Conceding that it is impossible to "go straight," she agrees to go into the con game with Joe and Aggie but insists they will do it "within the law."
A year later, we see the three of them living in a large, expensive apartment with fine clothes - all the result of earnings from breach of promise suits involving Aggie and old men. Their latest conquest, the elderly General Hastings, is enamored of Aggie. During one evening out, Hastings introduces Mary to Richard Gilder, son of the man who was responsible for sending her to prison. A relationship develops, and the two begin seeing each other on a regular basis. In the meantime, however, Hastings ends up paying a large sum of money to retrieve a bundle of incriminating letters he has written to Aggie. By this time, the police are beginning to look closely at Mary's activities - although she has yet to do anything "outside the law."
One day, Joe brings home English Eddie who says he has a "job" that will net them a half million dollars - stealing some Gothic tapestries from the Gilder home - tapestries Eddie says were stolen from France. Mary tells Joe they will not do anything that is "outside the law and to forget this proposition."

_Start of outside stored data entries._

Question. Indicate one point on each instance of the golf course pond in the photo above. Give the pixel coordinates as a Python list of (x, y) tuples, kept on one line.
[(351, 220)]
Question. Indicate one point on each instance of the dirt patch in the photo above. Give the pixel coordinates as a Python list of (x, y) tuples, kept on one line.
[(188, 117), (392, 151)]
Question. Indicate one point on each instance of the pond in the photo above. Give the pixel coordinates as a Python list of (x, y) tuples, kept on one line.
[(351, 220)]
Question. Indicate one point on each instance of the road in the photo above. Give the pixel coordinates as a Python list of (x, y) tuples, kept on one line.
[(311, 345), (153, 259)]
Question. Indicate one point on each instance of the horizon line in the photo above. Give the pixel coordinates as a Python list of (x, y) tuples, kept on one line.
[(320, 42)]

When Gilder learns of his son's involvement with Mary, he goes with Inspector Burke and Detective Cassidy to Mary's apartment to ask what amount of money it will take to buy her off. At this point, he does not remember her as the girl who once worked for him. Richard arrives - not realizing what is taking place - and announces that he and Mary were married that morning. Mary then tells Gilder who she is - adding that he has just begun to pay her back for those years in prison.
A variety of complications compose the remainder of the story as Richard questions whether Mary married him for love or revenge, Joe decides to join Eddie in stealing the tapestries which also draws Mary into a situation that could send her back to prison, and a murder that leads Inspector Burke to question Mary, Joe and Richard as suspects.
"Within the Law" is a melodrama; however, without seeing the film, one should not form any preconceived notions that the story is outdated or overly sentimental. Norma Talmadge succeeds in seasoning the well-worn story with a twenties flavor aided by some savory supporting performances.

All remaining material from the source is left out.